Taking a weight off our shoulders – By Chris Clayton

Our shoulders and arms can perform great feats of strength and athleticism, and yet they also enable us to paint, dance and help us express our inner selves. I personally owe a lot to my own arms and shoulders, they have allowed me to work, to learn, and to defend myself and others. They give me the joy of hugging my wife, children, and grandchildren. They have tolerated voluminous decades of arduous martial arts and gym training and persevered through times where the only work I could get was based on my ability to be able to physically toil.

I am fortunate that my early fitness and martial arts training helped me be more on the resilient side and gave me a lot of much needed strength and support when I needed it. Although, as I have gotten older, I have realised that some of that training was not conducted with the aging process in mind? I was lucky to have crossed the fifty-year-old mark (a few years or so ago now) with good muscle mass and density (one of the many essential components for aging well), on the downside, age causes our fascia to slowly stiffen and become less adaptable. For me this means my otherwise healthy and strong shoulder girdle has begun to weigh heavily on my thorax (as explained to me by my teacher and mentor Julie Hammond Director of Anatomy Trains Australia and NZ earlier this year).

The good news is that it is never too late to be proactive when it comes to shoulder and arm maintenance. We should not wait for something to start going awry. Instead, let’s create resilience with sound structural bodywork and informed progressive exercise that is individually focussed. As the saying goes, the best time to plant a tree was twenty years ago, the second-best time is now!

As it is in my case, our shoulders can affect the rest of our body, and the rest of our body can affect our shoulders. You may have read in our blog post “A story of the foot” that if our feet are not supporting the structures immediately above, such as our knee or hip, the outcome can be very noticeable.
What might not be so obvious, but just as important is how foot position and function might create a cascade of effects that can profoundly affect our shoulder girdle and its function. We can also include the idea that any structure above or below the shoulder girdle can have an effect on it. We also need to consider the sheer weight of our shoulders on our ribs and how they can also affect and even inhibit our functional movement, static posture, and breath.

Our modern world appears to have taken us down a path where we have lost our way with functional scapulo-humeral rhythm. There are six muscles that hold our shoulder girdle onto our thorax as well as three joints and a scapulo thoracic relationship that provide the shoulder with its range of motion. It should be no surprise to us then, that when any of these joints and myofascia are out of balance, compensatory patterns start to weave their way into the way that we move, which is not ideal when we are aiming fort long term shoulder health. Clinically, I would say that most of the chronic shoulder and arm issues that I see will have some issue within the overall body pattern and then a compensation within the muscles and fascia that connect shoulder to thorax and those that connect arm to shoulder. We need to observe their overall structure of our client’s body, specifically what is happening at their feet, knees, pelvis, spine, and assess if this has anything to do with their shoulder issue. In clinic I have seen clients with very restricted, long-term patterns of movement inhibition return to useful and effective function. This can be achieved by unravelling the body’s chronic pain puzzle by assessing the patient’s compensation patterns. One case of a client that sits close to the front row of my memory, is that of a person who after suffering a serious injury and having subsequent reconstructive shoulder surgery, continued to have ongoing issues, with shoulder function and chronic pain. This in part may have been due to life’s pressures and needing to stick to the kind of work that they knew?

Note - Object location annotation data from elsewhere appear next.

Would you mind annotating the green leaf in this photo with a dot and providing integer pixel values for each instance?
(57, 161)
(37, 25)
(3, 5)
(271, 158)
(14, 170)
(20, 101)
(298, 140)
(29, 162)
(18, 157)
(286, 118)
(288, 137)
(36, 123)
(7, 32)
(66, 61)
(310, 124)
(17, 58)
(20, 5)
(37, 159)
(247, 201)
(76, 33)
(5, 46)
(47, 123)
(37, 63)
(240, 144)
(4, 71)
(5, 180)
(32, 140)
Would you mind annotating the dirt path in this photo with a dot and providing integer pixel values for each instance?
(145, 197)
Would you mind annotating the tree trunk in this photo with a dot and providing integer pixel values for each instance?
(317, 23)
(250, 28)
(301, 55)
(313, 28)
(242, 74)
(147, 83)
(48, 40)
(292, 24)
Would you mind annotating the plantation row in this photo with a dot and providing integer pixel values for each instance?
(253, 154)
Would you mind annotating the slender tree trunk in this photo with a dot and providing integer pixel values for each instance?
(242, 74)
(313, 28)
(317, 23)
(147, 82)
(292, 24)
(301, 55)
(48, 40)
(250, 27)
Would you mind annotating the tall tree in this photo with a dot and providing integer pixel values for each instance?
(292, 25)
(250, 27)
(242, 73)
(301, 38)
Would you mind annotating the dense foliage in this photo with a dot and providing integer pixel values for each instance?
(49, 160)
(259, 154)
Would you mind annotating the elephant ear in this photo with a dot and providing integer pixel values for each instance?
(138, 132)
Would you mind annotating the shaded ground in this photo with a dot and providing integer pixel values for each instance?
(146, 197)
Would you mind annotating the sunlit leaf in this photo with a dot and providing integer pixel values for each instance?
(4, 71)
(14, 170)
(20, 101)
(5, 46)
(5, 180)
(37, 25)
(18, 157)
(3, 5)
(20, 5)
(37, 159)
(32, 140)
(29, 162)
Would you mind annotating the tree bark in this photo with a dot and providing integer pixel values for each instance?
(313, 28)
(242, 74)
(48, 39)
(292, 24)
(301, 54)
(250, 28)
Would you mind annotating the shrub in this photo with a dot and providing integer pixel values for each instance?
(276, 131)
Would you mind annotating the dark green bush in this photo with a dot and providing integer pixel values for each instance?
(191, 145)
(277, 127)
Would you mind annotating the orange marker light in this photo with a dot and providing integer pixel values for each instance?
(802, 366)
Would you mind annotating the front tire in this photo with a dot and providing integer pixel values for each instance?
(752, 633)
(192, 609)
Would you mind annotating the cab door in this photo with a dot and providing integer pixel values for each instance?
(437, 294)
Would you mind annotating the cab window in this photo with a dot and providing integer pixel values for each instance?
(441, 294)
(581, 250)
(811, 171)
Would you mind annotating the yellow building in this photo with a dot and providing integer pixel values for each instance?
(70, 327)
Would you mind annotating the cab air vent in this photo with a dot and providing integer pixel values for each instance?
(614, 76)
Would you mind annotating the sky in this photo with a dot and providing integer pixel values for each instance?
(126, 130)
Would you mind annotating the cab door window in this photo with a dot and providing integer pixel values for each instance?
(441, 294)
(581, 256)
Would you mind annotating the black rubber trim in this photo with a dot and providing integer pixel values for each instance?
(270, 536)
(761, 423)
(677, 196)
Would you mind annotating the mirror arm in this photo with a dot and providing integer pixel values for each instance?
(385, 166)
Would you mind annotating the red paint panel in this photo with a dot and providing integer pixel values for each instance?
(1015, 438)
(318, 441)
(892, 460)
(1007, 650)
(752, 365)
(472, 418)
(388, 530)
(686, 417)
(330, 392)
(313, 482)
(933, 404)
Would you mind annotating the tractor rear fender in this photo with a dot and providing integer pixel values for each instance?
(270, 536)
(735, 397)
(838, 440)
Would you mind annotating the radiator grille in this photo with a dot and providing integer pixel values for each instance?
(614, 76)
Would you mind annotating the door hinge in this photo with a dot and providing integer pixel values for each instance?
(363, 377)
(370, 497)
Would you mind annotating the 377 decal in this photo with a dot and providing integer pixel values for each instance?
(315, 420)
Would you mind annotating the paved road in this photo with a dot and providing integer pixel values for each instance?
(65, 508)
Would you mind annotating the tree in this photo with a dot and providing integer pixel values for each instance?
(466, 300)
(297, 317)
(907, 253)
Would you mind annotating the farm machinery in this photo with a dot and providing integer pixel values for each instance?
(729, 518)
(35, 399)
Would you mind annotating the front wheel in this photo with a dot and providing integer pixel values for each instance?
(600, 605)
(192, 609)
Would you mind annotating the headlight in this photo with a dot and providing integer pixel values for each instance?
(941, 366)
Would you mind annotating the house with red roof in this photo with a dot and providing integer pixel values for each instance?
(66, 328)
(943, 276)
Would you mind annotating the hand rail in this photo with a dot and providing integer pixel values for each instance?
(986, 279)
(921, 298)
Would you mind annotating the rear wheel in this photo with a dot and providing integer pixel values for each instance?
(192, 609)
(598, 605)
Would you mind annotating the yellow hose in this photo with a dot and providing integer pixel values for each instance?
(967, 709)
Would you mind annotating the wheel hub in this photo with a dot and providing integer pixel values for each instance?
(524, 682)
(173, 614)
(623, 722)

Working together as a team we achieved a lot of small successes that led us to a point where the causes of their pain had no reason to stay, so it (Pain) had to leave! As a therapist it is so satisfying to share in moments like these, where our combined efforts contribute to long lasting change.

Every pattern is unique as everyone has a different story, and every approach should be carefully individualised to fit what that person needs.
Certified Anatomy Trains Teachers love teaching the Shoulders and Arms workshop, which explains the functional anatomy of the shoulder girdle, how the shoulder girdle relates to the thorax, and how the arms relate to the girdle. This workshop helps the practitioner to guide their client to restoring shoulder and arm resilience, which allows the client to take a weight off their shoulders, embrace the world they live in, with free and capable arms that allow them to express themselves, and most of all hug the ones they love.